BigDL provides DLClassifier for users with Apache Spark MLlib experience, which provides high level API for training a BigDL Model with the Apache Spark Transfomer pattern, thus users can conveniently fit BigDL into a ML pipeline and do prediction.

Currently only scala interface are implemented for DLClassifier.

DLClassifier

DLClassifier extends org.apache.spark.ml.Transformer and supports model prediction from Apache Spark DataFrame/Dataset.

To use DLClassifier for prediction, user should specify

the model structure constructed from BigDL layers. You can also use some predefined model like LetNet or ResNet.
batch shape, defined as Array(batchsize, featuresize). Internally the feature data are converted to BigDL tensors, to predict more efficiently.

Scala example:

package com.intel.analytics.bigdl.example.imageclassification

import java.nio.file.Paths
import com.intel.analytics.bigdl.dataset.image._
import com.intel.analytics.bigdl.example.imageclassification.MlUtils._
import com.intel.analytics.bigdl.numeric.NumericFloat
import com.intel.analytics.bigdl.utils.{Engine, LoggerFilter}
import org.apache.log4j.{Level, Logger}
import org.apache.spark.SparkContext
import org.apache.spark.ml.param.ParamMap
import org.apache.spark.ml.DLClassifier
import org.apache.spark.sql.SQLContext

/**
 * An example to show how to use DLClassifier Transform
 */
object ImagePredictor {
  def main(args: Array[String]): Unit = {
    predictParser.parse(args, new PredictParams()).map(param => {
      val conf = Engine.createSparkConf()
      conf.setAppName("Predict with trained model")
      val sc = new SparkContext(conf)
      Engine.init
      val sqlContext = new SQLContext(sc)

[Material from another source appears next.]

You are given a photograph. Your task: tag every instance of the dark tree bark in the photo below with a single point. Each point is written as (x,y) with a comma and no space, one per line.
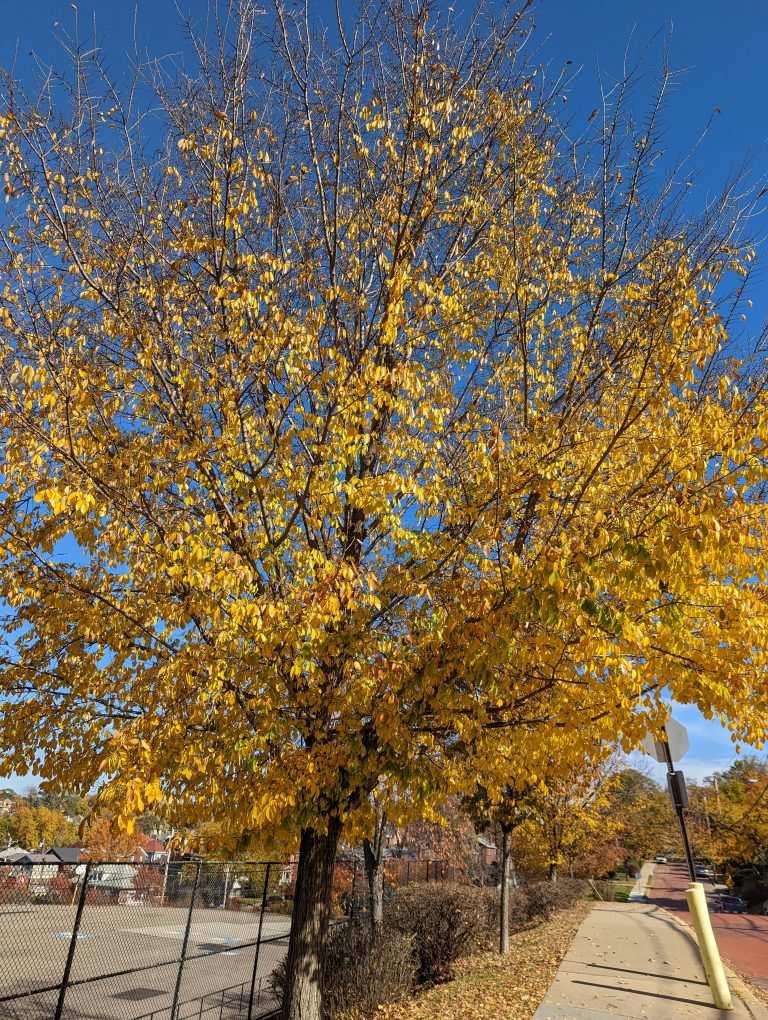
(309,924)
(374,871)
(504,906)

      val partitionNum = Engine.nodeNumber() * Engine.coreNumber()
      val model = loadModel(param)
      val valTrans = new DLClassifier().setInputCol("features").setOutputCol("predict")

      val paramsTrans = ParamMap(
        valTrans.modelTrain -> model,
        valTrans.batchShape ->
        Array(param.batchSize, 3, imageSize, imageSize))

      // load image set from local
      val paths = LocalImageFiles.readPaths(Paths.get(param.folder), hasLabel = false)
      val valRDD = sc.parallelize(imagesLoad(paths, 256), partitionNum)

      val transf = RowToByteRecords() ->
          BytesToBGRImg() ->
          BGRImgCropper(imageSize, imageSize) ->
          BGRImgNormalizer(testMean, testStd) ->
          BGRImgToImageVector()

      val valDF = transformDF(sqlContext.createDataFrame(valRDD), transf)

      valTrans.transform(valDF, paramsTrans)
      sc.stop()
    })
  }
}